石油元売りで国内シェア2位の出光興産。2023年10月には全固体電池材料開発でトヨタ自動車と協業することを発表し株価急上昇。将来的な需要減少が懸念される業界にあり、今後の将来性はどうなのかなどについて考察していきます。
※A〜Hの投資分類はこちらを参考にしてください。
1911年(明治44年)創業の石油元売り会社。2019年には昭和シェル石油を経営統合し、売上高ランキングではENEOSに次いで国内第2位となります。
素材開発など多角的に事業を展開していますが、主力は燃料油。売上シェアの8割弱を占めます。脱炭素化の流れにより今後需要が縮小していくことが予想される中、業界再編が進みほぼ3社でシェアを分ける形になっています。
2023年10月トヨタ自動車と共同で全固体電池の材料開発等を両社で取り組むことを公表。2027年から2028年の全固体電池実用化に向けて本格量産を目指していくとしています。
海外比率は約3割。国内のみならずバリューチェーンを海外にも展開しています。
原油価格の影響に大きく左右されます。原油を仕入れて精製して販売するまでに数ヶ月時間を要するため、その間に原油価格が下がると逆ざやになることもあり、業績の変動が大きいです。
多角化してるとはいえ、燃料油セグメントの売上比率が8割弱を占めるため、ほぼ原油価格次第ですね。
当初のROE目標が低かったことを認め、2025年度ROE目標10%以上へ上方修正。事業戦略と資本・財務戦略を通じて早期にPBR1倍を達成することを目標に掲げています。
達成まではまだ道のり長いですが、後述する株主還元方針含め取り組みには積極的。
設備投資(メンテ)を要する業界だけに業界全体的に指標は低め。ただ、その中でいずれの水準も安定的と言えます。
2023年度から2025年度は総還元性向50%以上としつつ、下限配当を120円→160円に増配。自己株式取得も株価水準を意識し機動的に実施していく方針としています。
PBR対策に本腰なため、自社株買いとかは期待して良いのでは無いでしょうか。
美術展覧会(Idemitsu Art Award展)の招待券などが贈呈されます。詳細は会社HPをご確認ください。
業界全体的にPER/PBRは割安水準です。脱炭素化の流れもあり、将来性が低く見積もられていると考えることができます。
石油販売の需要拡大は期待できないだけに、どこに注力していくのか戦略が問われますね。
直近一年は序盤低調も後半にかけて上昇傾向。23/3期予想の下方修正を受けて軟調な展開でしたが、24/3期の好調な決算やトヨタ自動車との協業が報道されたことにより大幅に上昇しています。
また、24/3期中間決算にて業績の上方修正を発表。加えて自社株買い、増配、株式分割を行ったことや中期経営計画の見直しなど、できる資本政策は全て打ったと評価され、株価が大きく上昇しています。

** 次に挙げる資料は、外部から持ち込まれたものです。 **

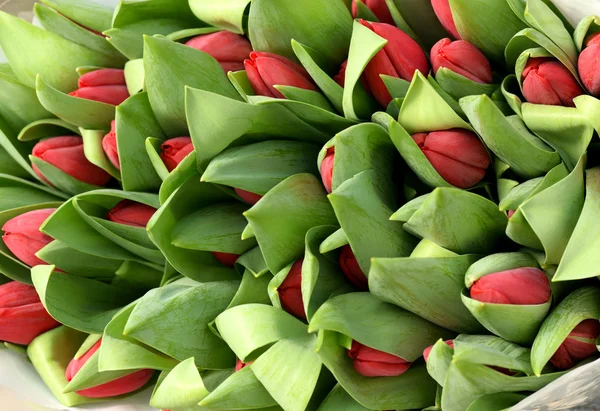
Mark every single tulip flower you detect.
[522,57,584,107]
[431,0,461,39]
[423,340,454,362]
[2,208,56,267]
[277,260,306,320]
[348,341,412,377]
[69,69,129,106]
[65,340,154,398]
[102,120,121,170]
[360,20,429,107]
[185,31,252,73]
[578,33,600,97]
[470,267,552,305]
[352,0,395,24]
[106,200,156,228]
[0,281,60,345]
[160,137,194,172]
[321,147,335,193]
[244,51,318,98]
[412,128,490,188]
[31,136,111,186]
[431,38,492,84]
[235,188,262,205]
[550,320,600,370]
[340,245,369,291]
[212,251,240,268]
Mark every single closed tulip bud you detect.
[102,120,121,170]
[31,136,111,186]
[578,33,600,97]
[423,340,454,362]
[160,137,194,172]
[235,188,262,205]
[0,281,60,345]
[2,208,56,267]
[277,260,306,320]
[244,51,317,98]
[212,251,240,268]
[352,0,395,24]
[550,320,600,370]
[340,245,369,291]
[431,0,461,39]
[106,200,156,228]
[412,128,490,188]
[431,39,492,84]
[321,147,335,193]
[185,31,252,73]
[348,341,412,377]
[65,340,154,398]
[360,20,429,107]
[69,69,129,106]
[470,267,552,305]
[522,58,584,107]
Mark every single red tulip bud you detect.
[578,33,600,97]
[423,340,454,362]
[106,200,156,228]
[431,0,461,39]
[522,58,584,107]
[340,245,369,291]
[348,341,411,377]
[277,260,306,320]
[0,281,60,345]
[412,128,490,188]
[2,208,56,267]
[550,320,600,370]
[431,39,492,84]
[321,147,335,193]
[69,69,129,106]
[360,20,429,107]
[471,267,552,305]
[65,340,154,398]
[31,136,110,186]
[102,120,121,170]
[160,137,194,172]
[244,51,317,98]
[212,251,240,268]
[234,188,262,205]
[352,0,395,24]
[185,31,252,73]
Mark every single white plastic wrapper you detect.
[0,0,600,411]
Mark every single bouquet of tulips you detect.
[0,0,600,411]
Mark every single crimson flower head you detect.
[0,208,56,268]
[185,31,252,73]
[522,57,584,107]
[431,39,492,84]
[348,341,412,377]
[352,0,395,24]
[360,20,429,107]
[160,137,194,172]
[0,281,60,345]
[550,320,600,370]
[412,128,490,188]
[244,51,318,98]
[65,340,154,398]
[431,0,461,39]
[31,136,111,186]
[470,267,552,305]
[106,200,156,228]
[577,33,600,97]
[277,260,306,320]
[69,69,129,106]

中長期的なリスクとしては脱炭素化の加速。ガソリン車からEV車の普及が加速することで、需要が減少していくことが見込まれます。無くなることはありませんが、需要が増えることも考えにくい業界と言えます。
それだけにトヨタと協業する全固体電池材料開発は会社の命運を握るとも言えるのでは無いでしょうか。
また、短期的には原油や原料(ナフサ)などの価格変動に注意が必要です。それ次第で業績や株価に大きく影響与えるため、注視していく必要があります。